BERLIN (Reuters) – German exporters are in “extreme price compression” and have incurred additional costs of 70 billion euros ($69 billion) this year due to soaring producer and supplier prices. import, said the Association of German Chambers of Industry and Commerce (DIHK). Wednesday.

According to surveys and calculations made by the Association, German companies increased the prices of their exported goods by 14.7% in the first half of the year, but producer and import prices rose around twice as fast.

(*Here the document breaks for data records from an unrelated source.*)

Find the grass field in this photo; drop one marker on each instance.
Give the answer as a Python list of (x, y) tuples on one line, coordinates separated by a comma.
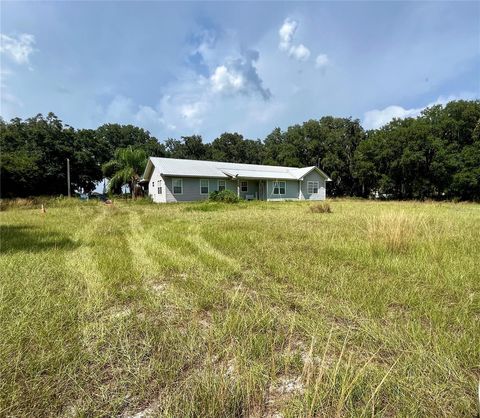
[(256, 309)]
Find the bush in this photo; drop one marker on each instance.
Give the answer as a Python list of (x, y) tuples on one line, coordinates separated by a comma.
[(226, 196), (321, 208)]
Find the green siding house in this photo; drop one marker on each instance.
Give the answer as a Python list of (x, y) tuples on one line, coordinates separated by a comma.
[(174, 180)]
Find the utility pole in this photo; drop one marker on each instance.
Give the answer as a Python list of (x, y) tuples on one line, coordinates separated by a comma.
[(68, 176)]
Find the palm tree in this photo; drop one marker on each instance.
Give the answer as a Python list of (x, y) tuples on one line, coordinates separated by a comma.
[(126, 168)]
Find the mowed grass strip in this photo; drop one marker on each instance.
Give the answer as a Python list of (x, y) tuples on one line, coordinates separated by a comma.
[(253, 309)]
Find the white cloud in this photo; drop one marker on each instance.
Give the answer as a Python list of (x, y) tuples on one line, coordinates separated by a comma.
[(322, 61), (17, 48), (226, 81), (299, 52), (286, 33), (374, 119)]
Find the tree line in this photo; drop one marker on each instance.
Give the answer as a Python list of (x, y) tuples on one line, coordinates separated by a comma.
[(435, 155)]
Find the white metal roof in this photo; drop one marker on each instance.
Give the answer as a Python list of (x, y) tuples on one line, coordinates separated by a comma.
[(199, 168)]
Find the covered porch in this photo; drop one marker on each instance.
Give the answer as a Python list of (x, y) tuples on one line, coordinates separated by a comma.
[(251, 189)]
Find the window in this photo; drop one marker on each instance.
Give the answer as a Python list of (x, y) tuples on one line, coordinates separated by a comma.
[(279, 187), (177, 186), (312, 187), (203, 186)]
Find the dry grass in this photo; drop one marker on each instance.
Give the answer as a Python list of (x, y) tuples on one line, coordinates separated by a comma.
[(394, 231), (256, 309)]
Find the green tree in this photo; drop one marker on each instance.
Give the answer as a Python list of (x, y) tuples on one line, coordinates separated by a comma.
[(125, 169)]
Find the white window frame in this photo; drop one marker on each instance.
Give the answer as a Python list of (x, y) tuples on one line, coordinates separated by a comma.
[(173, 186), (208, 186), (276, 185), (312, 185)]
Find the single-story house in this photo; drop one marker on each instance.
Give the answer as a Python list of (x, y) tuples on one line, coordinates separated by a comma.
[(175, 180)]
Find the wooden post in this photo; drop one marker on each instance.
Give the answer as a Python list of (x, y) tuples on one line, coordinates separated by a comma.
[(68, 177)]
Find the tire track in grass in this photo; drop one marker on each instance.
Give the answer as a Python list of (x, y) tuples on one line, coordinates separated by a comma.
[(205, 248), (80, 263)]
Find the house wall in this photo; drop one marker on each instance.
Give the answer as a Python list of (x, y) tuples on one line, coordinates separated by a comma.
[(153, 187), (191, 188), (252, 186), (291, 192), (313, 176)]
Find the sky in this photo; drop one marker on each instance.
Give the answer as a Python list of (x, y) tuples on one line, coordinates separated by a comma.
[(183, 68)]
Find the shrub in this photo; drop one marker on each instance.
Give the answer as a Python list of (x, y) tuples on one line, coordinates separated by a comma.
[(226, 196), (323, 207)]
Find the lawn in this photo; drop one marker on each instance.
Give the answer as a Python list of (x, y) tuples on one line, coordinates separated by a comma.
[(256, 309)]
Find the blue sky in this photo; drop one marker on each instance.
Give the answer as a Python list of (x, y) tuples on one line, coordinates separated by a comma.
[(205, 68)]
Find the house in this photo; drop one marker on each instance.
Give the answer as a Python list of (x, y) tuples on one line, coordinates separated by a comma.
[(175, 180)]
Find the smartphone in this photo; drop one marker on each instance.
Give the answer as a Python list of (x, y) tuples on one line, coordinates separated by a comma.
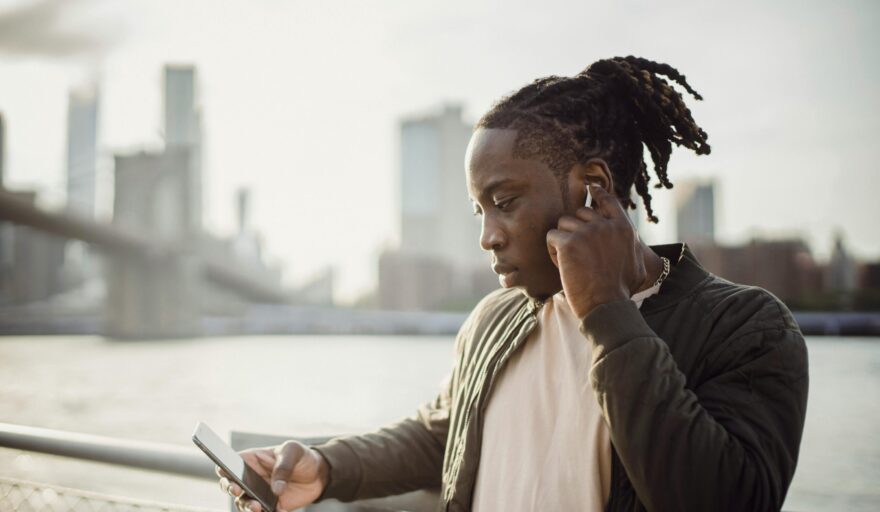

“The resulting burden on German foreign trade amounts to 70 billion euros for the first six months alone,” Volker Treier, head of foreign trade at DIHK, told Reuters.

“Germany’s foreign trade is under extreme price pressure, from which it will not be able to break free in the coming months,” Treier said, as companies only pass on part of their higher costs to foreign customers.

One problem is the weakness of the euro, which has fallen below parity with the dollar and fallen to its lowest level in two decades, often making imported goods more expensive.

Despite Russia’s invasion of Ukraine, supply shortages and coronavirus shutdowns in China, German exports actually rose 13% in the first half.

But according to the calculations of the DIHK, corrected for inflation, the real values ​​are negative: exports fell by 1.5%.

“This means that German foreign trade is already in a recessionary phase,” Treier said.

According to the latest DIHK business survey, businesses in major export sectors are particularly under pressure. For example, 17% of automakers say they won’t pass cost increases on to their customers, and 35% of pharmaceutical companies won’t either.

“Currently, there is no indication that this tense situation will be resolved quickly,” Treier said, adding that some companies also fear weaker demand in key markets China and the United States.